The legislation is a U-turn from D.C.’s Office of Tax and Revenue’s (OTR) new policy regarding building classification, which went into effect Oct. 1 alongside a number of other tax changes. Prior to OTR’s autumn rule change, conversion projects could be classified as residential properties at the point of permit issuance, granting them tax relief from the start of the project. It was not immediately clear why OTR opted to change the policy in the first place, though Mendelson’s bill claims that it could negatively impact residential development, as conversion projects often take “years to complete.”

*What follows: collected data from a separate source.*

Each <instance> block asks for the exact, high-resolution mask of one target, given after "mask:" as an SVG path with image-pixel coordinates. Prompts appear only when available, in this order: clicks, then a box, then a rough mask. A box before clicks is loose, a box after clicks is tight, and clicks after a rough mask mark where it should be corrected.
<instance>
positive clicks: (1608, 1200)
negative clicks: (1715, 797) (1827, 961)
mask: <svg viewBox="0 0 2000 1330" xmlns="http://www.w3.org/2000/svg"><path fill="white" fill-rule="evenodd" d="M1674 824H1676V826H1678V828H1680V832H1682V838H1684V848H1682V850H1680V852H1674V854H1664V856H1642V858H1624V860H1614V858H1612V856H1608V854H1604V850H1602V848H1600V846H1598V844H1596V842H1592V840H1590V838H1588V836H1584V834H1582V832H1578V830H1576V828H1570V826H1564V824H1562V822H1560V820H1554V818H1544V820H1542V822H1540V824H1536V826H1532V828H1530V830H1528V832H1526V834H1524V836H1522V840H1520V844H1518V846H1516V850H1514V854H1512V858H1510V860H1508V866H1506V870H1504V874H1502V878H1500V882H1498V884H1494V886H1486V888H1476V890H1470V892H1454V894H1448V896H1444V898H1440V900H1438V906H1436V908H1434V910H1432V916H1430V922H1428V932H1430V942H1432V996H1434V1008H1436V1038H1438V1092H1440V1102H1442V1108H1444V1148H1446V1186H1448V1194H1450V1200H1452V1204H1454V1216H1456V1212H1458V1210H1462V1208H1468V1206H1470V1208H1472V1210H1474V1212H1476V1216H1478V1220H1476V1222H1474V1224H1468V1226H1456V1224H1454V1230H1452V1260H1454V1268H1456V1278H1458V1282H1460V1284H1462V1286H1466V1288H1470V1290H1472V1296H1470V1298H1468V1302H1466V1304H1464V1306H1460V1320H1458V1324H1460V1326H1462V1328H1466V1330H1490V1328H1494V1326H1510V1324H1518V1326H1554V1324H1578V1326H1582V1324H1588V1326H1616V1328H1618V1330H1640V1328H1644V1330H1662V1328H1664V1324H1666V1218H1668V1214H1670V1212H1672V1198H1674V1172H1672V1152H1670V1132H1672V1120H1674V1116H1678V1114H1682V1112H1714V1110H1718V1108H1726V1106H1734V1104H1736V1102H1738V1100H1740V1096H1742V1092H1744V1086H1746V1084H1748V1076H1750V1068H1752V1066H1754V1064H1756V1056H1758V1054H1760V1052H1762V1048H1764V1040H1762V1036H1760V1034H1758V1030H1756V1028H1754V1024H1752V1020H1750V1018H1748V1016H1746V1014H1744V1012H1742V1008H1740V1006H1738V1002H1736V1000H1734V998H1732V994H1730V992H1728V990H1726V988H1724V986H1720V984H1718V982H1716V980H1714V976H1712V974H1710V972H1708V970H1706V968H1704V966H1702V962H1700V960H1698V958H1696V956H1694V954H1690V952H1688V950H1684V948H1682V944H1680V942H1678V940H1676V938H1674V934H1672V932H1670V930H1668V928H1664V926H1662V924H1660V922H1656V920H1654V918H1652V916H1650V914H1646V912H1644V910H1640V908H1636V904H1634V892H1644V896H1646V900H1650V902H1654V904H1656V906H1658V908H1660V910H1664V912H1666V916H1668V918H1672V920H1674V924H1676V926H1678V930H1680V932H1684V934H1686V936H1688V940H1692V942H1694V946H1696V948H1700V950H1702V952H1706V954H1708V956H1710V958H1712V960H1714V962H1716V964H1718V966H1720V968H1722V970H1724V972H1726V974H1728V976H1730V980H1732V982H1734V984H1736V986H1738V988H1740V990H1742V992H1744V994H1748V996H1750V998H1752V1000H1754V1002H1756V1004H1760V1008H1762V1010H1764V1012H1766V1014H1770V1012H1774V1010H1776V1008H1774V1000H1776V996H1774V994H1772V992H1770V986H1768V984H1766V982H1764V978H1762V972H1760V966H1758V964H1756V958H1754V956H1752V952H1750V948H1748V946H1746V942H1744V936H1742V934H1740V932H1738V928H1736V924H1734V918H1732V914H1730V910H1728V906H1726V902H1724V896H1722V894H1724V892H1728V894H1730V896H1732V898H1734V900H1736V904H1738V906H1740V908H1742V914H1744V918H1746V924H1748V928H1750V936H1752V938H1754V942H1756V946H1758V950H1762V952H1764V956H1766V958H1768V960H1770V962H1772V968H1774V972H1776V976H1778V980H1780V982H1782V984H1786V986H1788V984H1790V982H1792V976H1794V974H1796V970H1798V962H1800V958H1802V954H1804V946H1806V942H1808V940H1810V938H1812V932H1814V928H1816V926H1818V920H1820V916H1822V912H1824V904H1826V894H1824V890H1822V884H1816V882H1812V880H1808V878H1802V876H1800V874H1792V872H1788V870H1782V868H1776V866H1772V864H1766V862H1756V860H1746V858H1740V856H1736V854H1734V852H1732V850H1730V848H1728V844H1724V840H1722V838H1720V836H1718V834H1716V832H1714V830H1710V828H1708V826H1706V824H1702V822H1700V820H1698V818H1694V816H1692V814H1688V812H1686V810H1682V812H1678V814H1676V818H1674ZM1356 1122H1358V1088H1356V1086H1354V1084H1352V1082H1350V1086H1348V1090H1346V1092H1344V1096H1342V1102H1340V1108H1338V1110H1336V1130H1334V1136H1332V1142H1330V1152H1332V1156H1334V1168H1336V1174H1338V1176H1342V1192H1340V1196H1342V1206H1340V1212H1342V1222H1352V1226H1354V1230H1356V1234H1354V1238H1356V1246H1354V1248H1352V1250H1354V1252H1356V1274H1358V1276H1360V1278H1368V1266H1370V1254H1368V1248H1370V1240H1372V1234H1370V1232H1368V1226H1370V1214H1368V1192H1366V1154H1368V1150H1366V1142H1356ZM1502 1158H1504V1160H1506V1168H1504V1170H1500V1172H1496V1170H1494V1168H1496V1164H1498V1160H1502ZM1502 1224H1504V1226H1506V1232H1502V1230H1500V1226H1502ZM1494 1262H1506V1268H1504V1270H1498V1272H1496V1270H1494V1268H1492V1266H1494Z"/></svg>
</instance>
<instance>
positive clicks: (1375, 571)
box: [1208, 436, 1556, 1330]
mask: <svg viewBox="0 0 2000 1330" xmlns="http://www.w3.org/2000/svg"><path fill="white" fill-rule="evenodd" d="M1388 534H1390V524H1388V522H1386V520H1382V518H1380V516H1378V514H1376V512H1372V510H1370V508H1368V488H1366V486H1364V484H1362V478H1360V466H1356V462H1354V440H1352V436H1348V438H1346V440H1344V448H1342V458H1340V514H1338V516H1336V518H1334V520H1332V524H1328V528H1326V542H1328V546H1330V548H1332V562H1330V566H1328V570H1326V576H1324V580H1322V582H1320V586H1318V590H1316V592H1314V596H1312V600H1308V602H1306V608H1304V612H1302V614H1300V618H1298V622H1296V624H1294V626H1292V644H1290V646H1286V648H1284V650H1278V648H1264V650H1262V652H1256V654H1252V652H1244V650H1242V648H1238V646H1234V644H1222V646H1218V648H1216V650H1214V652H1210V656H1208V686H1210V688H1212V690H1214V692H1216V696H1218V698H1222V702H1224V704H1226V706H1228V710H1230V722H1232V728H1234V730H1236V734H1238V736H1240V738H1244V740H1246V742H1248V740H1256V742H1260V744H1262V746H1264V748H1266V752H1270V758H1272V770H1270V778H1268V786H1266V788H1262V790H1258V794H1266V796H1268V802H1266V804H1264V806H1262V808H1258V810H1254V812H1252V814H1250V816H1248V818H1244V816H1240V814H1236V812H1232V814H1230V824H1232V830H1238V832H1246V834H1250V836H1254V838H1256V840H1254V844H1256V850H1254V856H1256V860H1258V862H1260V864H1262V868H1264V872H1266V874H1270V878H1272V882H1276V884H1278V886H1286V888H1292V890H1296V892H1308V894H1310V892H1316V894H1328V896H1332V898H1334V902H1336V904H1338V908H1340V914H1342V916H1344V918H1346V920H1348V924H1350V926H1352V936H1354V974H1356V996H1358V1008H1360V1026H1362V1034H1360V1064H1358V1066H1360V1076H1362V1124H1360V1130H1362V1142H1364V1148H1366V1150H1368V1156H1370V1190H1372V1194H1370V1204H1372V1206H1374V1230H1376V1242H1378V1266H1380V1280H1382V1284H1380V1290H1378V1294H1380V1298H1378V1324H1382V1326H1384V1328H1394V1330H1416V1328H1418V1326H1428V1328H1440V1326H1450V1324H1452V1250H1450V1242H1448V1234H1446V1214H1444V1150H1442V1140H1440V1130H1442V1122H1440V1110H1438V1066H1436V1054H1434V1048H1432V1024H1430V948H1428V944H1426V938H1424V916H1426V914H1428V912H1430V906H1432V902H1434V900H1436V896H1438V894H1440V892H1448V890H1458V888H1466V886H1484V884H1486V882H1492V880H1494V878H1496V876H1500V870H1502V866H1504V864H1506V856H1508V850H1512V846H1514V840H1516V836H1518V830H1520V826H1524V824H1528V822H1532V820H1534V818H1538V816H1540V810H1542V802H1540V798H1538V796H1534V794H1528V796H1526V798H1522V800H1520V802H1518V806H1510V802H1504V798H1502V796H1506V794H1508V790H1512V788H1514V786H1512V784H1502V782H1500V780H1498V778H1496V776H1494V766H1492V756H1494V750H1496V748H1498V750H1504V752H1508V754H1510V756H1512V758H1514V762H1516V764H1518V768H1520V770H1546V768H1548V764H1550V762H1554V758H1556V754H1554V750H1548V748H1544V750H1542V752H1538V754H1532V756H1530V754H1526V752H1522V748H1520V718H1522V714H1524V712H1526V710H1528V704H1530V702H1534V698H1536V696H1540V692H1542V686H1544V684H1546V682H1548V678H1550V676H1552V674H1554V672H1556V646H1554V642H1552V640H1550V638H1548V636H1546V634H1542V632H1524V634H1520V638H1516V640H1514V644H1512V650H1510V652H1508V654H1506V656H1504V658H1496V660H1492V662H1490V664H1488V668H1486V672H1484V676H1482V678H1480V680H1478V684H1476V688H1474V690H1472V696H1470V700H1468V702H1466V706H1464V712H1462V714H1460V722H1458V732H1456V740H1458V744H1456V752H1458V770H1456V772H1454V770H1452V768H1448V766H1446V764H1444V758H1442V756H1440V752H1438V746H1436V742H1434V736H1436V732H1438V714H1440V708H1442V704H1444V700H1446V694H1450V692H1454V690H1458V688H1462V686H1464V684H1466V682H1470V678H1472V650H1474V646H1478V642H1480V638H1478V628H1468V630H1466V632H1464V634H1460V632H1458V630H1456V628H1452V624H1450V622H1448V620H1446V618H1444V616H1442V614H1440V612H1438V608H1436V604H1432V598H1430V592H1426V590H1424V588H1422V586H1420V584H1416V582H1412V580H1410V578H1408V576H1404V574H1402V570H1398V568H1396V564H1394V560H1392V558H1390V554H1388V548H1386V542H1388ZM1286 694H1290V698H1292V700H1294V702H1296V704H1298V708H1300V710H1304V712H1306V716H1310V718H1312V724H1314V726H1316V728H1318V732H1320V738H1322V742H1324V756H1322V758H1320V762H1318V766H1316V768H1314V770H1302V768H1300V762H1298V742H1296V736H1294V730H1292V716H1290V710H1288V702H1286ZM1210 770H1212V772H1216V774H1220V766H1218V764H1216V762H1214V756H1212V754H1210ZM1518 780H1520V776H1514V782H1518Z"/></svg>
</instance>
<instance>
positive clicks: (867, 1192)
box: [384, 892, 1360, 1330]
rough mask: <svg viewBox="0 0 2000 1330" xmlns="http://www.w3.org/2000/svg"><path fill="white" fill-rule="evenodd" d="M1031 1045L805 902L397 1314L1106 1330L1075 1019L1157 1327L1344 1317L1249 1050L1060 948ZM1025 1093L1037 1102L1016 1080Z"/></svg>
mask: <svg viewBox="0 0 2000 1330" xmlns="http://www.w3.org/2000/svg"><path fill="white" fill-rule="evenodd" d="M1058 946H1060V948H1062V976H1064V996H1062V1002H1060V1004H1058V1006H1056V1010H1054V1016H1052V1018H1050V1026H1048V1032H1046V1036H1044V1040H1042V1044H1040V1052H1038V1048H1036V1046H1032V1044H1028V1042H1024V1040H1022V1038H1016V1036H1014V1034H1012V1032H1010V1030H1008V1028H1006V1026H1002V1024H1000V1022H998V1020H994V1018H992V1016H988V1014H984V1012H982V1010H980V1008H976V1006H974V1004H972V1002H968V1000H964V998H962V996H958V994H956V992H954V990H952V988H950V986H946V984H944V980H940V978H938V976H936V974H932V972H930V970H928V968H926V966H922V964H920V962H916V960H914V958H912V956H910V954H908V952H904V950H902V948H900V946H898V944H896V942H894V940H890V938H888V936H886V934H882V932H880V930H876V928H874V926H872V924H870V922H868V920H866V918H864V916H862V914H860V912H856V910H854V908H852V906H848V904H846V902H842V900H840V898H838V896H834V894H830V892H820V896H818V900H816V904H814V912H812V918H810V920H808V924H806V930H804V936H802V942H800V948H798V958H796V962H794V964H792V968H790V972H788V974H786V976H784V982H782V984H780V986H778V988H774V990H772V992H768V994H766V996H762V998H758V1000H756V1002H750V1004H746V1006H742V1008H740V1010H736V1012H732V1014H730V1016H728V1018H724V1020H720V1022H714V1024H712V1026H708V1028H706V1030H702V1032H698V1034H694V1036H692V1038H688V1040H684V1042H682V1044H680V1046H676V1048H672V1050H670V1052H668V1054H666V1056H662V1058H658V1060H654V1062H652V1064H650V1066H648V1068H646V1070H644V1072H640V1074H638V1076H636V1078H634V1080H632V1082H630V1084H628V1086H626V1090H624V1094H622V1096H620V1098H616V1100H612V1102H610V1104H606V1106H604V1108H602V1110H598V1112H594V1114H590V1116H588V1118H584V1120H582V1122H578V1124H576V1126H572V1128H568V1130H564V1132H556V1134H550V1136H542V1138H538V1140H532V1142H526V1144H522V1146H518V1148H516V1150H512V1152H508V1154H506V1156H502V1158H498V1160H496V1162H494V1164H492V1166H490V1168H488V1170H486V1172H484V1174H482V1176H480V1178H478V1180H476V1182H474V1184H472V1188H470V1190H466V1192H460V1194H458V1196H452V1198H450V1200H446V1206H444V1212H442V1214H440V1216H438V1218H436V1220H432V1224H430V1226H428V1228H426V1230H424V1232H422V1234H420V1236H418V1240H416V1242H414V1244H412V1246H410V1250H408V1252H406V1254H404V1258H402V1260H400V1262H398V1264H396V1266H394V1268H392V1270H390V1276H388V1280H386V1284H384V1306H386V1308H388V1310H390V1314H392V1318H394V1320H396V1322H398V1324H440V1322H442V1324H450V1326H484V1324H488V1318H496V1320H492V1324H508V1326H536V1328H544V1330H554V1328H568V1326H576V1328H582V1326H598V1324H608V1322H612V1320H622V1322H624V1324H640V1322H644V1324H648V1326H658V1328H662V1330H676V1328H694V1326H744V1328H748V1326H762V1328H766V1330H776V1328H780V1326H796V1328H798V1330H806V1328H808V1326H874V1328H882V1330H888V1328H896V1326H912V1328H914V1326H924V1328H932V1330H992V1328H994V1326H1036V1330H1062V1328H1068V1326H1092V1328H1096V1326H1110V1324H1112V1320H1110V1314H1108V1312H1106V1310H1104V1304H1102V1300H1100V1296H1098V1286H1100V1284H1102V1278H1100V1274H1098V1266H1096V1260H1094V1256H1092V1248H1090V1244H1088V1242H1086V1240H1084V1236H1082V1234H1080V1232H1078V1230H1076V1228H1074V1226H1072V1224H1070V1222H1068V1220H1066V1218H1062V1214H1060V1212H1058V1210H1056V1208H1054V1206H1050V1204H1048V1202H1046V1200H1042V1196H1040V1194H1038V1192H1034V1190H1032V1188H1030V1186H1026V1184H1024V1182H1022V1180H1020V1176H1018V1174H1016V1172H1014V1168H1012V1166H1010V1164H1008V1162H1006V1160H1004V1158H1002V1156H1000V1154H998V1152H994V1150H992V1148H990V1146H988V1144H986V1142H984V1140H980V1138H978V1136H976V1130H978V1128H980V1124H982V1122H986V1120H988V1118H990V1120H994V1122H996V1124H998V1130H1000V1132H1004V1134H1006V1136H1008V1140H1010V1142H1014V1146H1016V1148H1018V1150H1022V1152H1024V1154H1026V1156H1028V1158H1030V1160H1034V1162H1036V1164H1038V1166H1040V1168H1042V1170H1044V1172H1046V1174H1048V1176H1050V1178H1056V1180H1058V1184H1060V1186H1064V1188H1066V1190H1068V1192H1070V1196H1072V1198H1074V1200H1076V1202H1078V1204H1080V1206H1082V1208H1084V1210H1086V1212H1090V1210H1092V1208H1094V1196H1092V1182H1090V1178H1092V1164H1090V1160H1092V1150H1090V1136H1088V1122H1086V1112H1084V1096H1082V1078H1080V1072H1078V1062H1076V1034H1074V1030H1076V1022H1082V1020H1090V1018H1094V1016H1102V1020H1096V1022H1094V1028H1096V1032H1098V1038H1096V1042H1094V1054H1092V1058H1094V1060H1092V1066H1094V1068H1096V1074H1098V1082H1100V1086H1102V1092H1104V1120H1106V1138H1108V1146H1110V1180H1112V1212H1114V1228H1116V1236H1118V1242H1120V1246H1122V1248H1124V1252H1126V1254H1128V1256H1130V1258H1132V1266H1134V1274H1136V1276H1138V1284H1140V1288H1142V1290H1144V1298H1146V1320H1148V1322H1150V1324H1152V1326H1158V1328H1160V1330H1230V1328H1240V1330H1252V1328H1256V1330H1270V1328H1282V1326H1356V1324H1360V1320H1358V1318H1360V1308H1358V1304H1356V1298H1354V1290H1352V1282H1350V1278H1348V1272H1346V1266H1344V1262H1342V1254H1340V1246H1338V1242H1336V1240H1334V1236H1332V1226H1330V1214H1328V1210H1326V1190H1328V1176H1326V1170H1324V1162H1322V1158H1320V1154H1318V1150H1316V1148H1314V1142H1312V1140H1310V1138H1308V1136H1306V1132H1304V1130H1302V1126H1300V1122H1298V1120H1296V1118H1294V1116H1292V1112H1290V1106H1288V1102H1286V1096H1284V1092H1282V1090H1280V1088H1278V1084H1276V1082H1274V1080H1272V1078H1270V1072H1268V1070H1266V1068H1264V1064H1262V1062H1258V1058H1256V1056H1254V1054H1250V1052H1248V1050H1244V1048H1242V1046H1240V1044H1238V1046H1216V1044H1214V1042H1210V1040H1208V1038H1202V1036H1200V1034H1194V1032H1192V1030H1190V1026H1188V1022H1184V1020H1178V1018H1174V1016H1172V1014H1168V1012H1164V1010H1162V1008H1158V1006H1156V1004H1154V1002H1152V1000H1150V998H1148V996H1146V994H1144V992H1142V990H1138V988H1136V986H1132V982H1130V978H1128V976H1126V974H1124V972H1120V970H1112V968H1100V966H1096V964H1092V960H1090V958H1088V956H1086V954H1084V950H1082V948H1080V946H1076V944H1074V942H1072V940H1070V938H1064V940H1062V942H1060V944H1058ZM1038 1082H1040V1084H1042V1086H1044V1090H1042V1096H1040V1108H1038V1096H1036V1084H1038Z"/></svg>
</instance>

“[OTR’s] policy contradicts the goals of the Housing in Downtown Program, which seeks to revitalize downtown by incentivizing the conversion of vacant or underutilized office buildings into residential properties,” the legislation reads.

Councilmember Mendelson was not immediately available for further comment, though he clarified to the council on Tuesday that the legislation includes a “claw-back provision,” which allows the city to reinstate the commercial property tax rate if a project does not begin construction within roughly three years.

As of early September, there were 12 conversion projects in the pipeline in Downtown D.C., according to Bowser’s office. That includes 615 H Street NW, planned for 72 units; 1625 Massachusetts Avenue NW, set to deliver 157 units; and 1825 and 1875 Connecticut Avenue NW, with 525 units expected between the two buildings. The three projects were chosen by the Bowser administration in October to receive 20-year tax abatement under the Housing in Downtown Program, 

Although their property tax bill has been delayed due to the abatement, the project at 615 H Street NW is still designated as a vacant lot, while the latter two projects are still both currently classified as commercial properties, per OTR’s assessment database.